Réquiem para a Soberania Científica

Reportagem da revista Fórum revela que o servidor do CNPq queimou no mesmo dia em que o sinistro da (não)Ciência, Tecnologia e Inovações dava salamaleque a uma líder neonazista alemã. É o que negacionistas podem chamar de coincidência ‘providencial’. Para eles, é claro, porque para o País é uma tragédia.

Fazer ciência em meio a tantas adversidades decorrentes do caos promovido pelos déspotas nada esclarecidos que tomaram de assalto os destinos da nação já é uma proeza. Imagine-se agora, privados da mais elementar ferramenta de trabalho sediada no Conselho Nacional de Desenvolvimento Científico e Tecnológico (CNPq), que é o cadastro nacional de iniciativas científicas.

Na última quinta-feira, dia 22, o servidor (computador responsável pelo banco de dados das pesquisas desenvolvidas ou em desenvolvimento e o cadastro geral de pesquisadores e professores universitários, conhecido como Plataforma Lattes) do CNPq queimou e, por não dispor de back up, corre-se o risco de informações estratégicas de anos de produção científica terem sido perdidas.

Em síntese, o violento corte de verbas para o desenvolvimento da ciência desde 2016, quando o governo Temer iniciou o desmonte do Estado com a emenda constitucional do teto dos investimentos públicos, é o principal fator pela precarização das políticas públicas de consolidação da soberania tecnocientífica nacional. É claro que a gestão controversa do ex-capitão, que não tem usado todos os recursos constantes das rubricas do já minguado orçamento, é o responsável por essa tragédia: é inconcebível que não haja back up para salvaguardar o banco de dados da produção científica.

Gostem os fundamentalistas ou não, a soberania científica nacional foi consolidada nos anos 2003-2016, não por acaso nos governos de Lula e Dilma. A despeito do discurso patrioteiro do atual governo, absolutamente nada o sinistro Marcos Pontes fez em favor do necessário desenvolvimento da ciência, da tecnologia e das inovações brasileiras. Ele, que se beneficiou do avanço tecnocientífico dos anos Lula quando virou celebridade por ter sido o primeiro astronauta brasileiro, acabou refém do complexo de subalternidade do núcleo duro do governo do ex-capitão.
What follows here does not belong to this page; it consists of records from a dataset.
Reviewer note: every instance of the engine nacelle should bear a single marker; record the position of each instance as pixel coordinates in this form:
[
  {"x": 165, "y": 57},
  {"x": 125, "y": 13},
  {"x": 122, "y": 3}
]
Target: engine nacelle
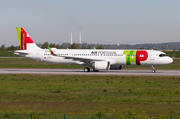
[
  {"x": 116, "y": 67},
  {"x": 97, "y": 65}
]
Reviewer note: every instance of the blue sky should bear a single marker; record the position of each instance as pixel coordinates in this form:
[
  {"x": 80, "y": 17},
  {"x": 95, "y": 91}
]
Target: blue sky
[{"x": 100, "y": 21}]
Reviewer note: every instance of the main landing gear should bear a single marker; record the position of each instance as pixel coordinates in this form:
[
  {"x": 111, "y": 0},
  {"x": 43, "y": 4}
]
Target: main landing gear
[
  {"x": 153, "y": 70},
  {"x": 86, "y": 69}
]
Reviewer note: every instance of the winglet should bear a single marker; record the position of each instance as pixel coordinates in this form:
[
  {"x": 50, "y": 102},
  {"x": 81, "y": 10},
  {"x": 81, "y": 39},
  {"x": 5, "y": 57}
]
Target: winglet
[{"x": 50, "y": 50}]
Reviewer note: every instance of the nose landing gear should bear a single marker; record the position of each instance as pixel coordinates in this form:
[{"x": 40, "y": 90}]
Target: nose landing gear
[
  {"x": 86, "y": 69},
  {"x": 153, "y": 69}
]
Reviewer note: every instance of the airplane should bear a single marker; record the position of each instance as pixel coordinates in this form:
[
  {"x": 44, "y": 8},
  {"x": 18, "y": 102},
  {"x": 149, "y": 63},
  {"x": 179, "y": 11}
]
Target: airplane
[{"x": 98, "y": 59}]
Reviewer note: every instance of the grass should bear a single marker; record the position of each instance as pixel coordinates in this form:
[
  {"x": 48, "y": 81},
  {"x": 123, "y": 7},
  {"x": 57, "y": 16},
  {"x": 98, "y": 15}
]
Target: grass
[
  {"x": 28, "y": 63},
  {"x": 89, "y": 95}
]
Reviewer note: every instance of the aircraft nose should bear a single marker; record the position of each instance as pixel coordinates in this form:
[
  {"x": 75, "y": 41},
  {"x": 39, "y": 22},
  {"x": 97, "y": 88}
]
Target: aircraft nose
[{"x": 170, "y": 60}]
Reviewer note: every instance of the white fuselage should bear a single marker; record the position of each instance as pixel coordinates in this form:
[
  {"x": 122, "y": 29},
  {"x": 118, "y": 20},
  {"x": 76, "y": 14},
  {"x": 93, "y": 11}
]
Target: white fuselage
[{"x": 115, "y": 57}]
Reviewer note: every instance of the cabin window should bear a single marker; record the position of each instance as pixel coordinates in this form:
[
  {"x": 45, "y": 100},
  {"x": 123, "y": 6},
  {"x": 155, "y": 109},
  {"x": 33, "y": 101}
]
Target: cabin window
[{"x": 162, "y": 55}]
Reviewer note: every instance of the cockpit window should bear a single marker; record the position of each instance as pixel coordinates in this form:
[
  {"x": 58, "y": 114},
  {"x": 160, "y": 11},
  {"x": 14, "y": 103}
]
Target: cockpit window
[{"x": 162, "y": 55}]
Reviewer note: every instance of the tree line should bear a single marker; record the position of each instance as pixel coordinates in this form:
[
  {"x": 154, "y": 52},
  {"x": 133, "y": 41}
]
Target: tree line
[{"x": 72, "y": 46}]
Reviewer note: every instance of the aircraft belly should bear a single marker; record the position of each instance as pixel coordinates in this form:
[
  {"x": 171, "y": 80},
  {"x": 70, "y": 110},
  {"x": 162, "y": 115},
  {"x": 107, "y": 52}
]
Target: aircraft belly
[{"x": 58, "y": 60}]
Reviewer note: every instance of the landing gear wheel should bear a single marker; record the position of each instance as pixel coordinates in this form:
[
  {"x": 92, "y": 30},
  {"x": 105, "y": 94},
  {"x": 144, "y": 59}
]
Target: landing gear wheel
[
  {"x": 95, "y": 70},
  {"x": 86, "y": 69},
  {"x": 153, "y": 70}
]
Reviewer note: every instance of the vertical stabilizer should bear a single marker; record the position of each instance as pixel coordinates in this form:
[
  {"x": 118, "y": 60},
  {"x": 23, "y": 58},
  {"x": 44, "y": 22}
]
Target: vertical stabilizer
[{"x": 25, "y": 40}]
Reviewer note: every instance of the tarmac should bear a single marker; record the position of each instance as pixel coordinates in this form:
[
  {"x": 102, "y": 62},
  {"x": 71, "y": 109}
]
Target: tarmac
[{"x": 81, "y": 72}]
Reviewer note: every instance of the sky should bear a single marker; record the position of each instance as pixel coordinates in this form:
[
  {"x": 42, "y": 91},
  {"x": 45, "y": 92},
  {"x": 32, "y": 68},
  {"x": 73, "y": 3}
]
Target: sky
[{"x": 99, "y": 21}]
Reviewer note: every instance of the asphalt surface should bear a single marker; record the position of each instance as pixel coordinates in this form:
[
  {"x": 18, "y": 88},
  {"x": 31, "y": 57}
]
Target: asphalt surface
[{"x": 80, "y": 72}]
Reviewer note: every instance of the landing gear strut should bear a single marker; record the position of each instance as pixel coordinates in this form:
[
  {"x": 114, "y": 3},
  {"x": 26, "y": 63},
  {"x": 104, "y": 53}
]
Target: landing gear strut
[
  {"x": 86, "y": 69},
  {"x": 153, "y": 69},
  {"x": 95, "y": 70}
]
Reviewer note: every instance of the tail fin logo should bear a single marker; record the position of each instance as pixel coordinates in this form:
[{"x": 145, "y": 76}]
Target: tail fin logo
[{"x": 24, "y": 38}]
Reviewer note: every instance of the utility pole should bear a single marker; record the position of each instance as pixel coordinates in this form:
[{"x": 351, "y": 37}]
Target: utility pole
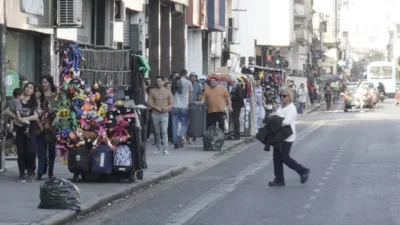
[{"x": 3, "y": 25}]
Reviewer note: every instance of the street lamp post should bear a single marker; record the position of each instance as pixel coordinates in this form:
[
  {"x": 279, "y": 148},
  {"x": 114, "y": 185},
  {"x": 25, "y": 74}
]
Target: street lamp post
[{"x": 3, "y": 25}]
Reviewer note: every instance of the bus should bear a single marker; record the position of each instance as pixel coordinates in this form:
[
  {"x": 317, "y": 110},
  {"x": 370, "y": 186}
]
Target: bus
[{"x": 385, "y": 73}]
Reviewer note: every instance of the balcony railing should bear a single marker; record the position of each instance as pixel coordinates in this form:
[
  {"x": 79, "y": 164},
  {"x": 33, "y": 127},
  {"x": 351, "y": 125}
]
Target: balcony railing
[{"x": 303, "y": 36}]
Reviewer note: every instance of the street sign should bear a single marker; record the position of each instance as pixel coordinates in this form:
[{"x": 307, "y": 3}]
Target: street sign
[{"x": 12, "y": 82}]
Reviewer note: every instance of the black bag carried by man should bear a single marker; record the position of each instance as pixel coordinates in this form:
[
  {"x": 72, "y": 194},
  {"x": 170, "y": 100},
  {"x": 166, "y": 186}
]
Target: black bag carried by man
[
  {"x": 59, "y": 194},
  {"x": 213, "y": 139}
]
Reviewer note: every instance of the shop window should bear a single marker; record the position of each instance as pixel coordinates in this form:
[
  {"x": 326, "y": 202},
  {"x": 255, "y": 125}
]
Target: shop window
[{"x": 21, "y": 54}]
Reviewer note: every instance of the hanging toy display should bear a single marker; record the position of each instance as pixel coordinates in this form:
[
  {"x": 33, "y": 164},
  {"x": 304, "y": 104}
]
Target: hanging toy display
[{"x": 88, "y": 116}]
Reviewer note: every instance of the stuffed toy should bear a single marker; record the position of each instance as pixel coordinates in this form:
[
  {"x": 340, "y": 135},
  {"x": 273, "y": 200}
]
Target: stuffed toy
[
  {"x": 120, "y": 133},
  {"x": 102, "y": 139},
  {"x": 76, "y": 56},
  {"x": 79, "y": 135}
]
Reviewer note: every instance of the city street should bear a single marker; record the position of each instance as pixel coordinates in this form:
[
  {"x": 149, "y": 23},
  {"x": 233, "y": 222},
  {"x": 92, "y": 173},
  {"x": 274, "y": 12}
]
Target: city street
[{"x": 354, "y": 179}]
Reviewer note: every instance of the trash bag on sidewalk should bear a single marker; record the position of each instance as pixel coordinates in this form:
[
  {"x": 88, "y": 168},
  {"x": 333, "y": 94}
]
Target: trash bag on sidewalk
[
  {"x": 213, "y": 139},
  {"x": 59, "y": 194}
]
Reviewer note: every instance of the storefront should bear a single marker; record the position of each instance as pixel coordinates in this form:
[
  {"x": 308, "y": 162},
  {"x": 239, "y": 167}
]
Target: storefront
[
  {"x": 24, "y": 54},
  {"x": 29, "y": 40}
]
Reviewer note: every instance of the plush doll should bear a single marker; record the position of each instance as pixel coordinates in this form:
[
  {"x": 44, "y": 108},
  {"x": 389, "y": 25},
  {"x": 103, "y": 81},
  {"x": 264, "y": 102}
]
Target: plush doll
[
  {"x": 74, "y": 121},
  {"x": 76, "y": 56},
  {"x": 86, "y": 105},
  {"x": 102, "y": 110},
  {"x": 72, "y": 139},
  {"x": 120, "y": 133},
  {"x": 103, "y": 139},
  {"x": 89, "y": 136},
  {"x": 79, "y": 135},
  {"x": 93, "y": 104},
  {"x": 77, "y": 106}
]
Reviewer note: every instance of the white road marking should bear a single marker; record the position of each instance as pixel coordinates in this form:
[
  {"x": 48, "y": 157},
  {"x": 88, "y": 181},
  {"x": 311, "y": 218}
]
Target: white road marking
[
  {"x": 220, "y": 191},
  {"x": 301, "y": 217}
]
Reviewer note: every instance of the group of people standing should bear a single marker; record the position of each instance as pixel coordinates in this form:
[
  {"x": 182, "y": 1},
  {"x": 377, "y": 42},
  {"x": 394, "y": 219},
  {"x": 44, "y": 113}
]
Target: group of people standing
[
  {"x": 170, "y": 100},
  {"x": 32, "y": 111}
]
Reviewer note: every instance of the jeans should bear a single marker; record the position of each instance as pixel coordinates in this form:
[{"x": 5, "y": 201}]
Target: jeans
[
  {"x": 281, "y": 156},
  {"x": 160, "y": 122},
  {"x": 26, "y": 151},
  {"x": 214, "y": 118},
  {"x": 236, "y": 122},
  {"x": 45, "y": 159},
  {"x": 179, "y": 115},
  {"x": 301, "y": 107},
  {"x": 260, "y": 112}
]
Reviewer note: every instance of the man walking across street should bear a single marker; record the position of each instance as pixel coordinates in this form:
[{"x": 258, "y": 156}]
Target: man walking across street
[
  {"x": 160, "y": 101},
  {"x": 196, "y": 93},
  {"x": 182, "y": 90},
  {"x": 237, "y": 98},
  {"x": 216, "y": 97},
  {"x": 302, "y": 98},
  {"x": 260, "y": 111}
]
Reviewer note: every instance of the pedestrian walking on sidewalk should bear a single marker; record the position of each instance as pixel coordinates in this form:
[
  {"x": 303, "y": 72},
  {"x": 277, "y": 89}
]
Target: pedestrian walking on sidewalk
[
  {"x": 160, "y": 101},
  {"x": 216, "y": 97},
  {"x": 302, "y": 98},
  {"x": 237, "y": 98},
  {"x": 50, "y": 93},
  {"x": 182, "y": 90},
  {"x": 281, "y": 156},
  {"x": 26, "y": 145}
]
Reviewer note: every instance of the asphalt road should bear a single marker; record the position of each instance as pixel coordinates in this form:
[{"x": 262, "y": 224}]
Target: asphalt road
[{"x": 354, "y": 160}]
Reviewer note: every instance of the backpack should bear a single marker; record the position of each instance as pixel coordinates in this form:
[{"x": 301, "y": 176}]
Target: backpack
[
  {"x": 102, "y": 160},
  {"x": 79, "y": 160},
  {"x": 122, "y": 159},
  {"x": 176, "y": 86}
]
Aliás, enquanto o servidor da Plataforma Lattes, do CNPq, sofria as avarias decorrentes dessa intercorrência, como revelou a reportagem da revista Fórum, o titular da pasta recebia a líder neonazista da Alemanha, deputada Beatrix Amelie. Apesar do ranço nazista da parlamentar alemã, seu partido, AfD, tem um posicionamento oposto à subalternidade doentia dos atuais inquilinos do Planalto, o que não justifica o fanatismo excludente dos neonazistas alemães, cujos ancestrais protagonizaram crimes de lesa-humanidade julgados pelo Tribunal de Nuremberg, e hoje negados pelos seguidores.

A propósito de soberania científica, o patrono da Plataforma Lattes, o renomado físico e matemático brasileiro César Lattes, foi um cientista que dedicou seus melhores anos ao desenvolvimento da ciência em todo o mundo. Falecido em 2005, o legado de Lattes está presente em todos os quadrantes do Planeta, tendo sido injustiçado pela Academia de Ciências da Noruega ao premiar com o Nobel de Física o chefe da equipe, Cecil Power (e não o descobridor, ele) de uma subpartícula atômica que revolucionou os conceitos básicos da Física, em 1946. Na década de 1960, construiu um observatório astronômico em La Paz, Bolívia, que leva seu nome, com o generoso objetivo de aprimorar as redes de observação do Universo.

Pena que os atuais gestores da Educação e da Ciência, Tecnologia e Inovações na esfera federal não tenham noção da importância da consolidação da soberania tecnocientífica em território brasileiro. E a maior prova disso é a perda absurda do cadastro geral de pesquisadores e sua valiosa produção científica. Mais um crime cometido contra a soberania nacional, no âmbito da ciência e tecnologia, que não tem justificativa.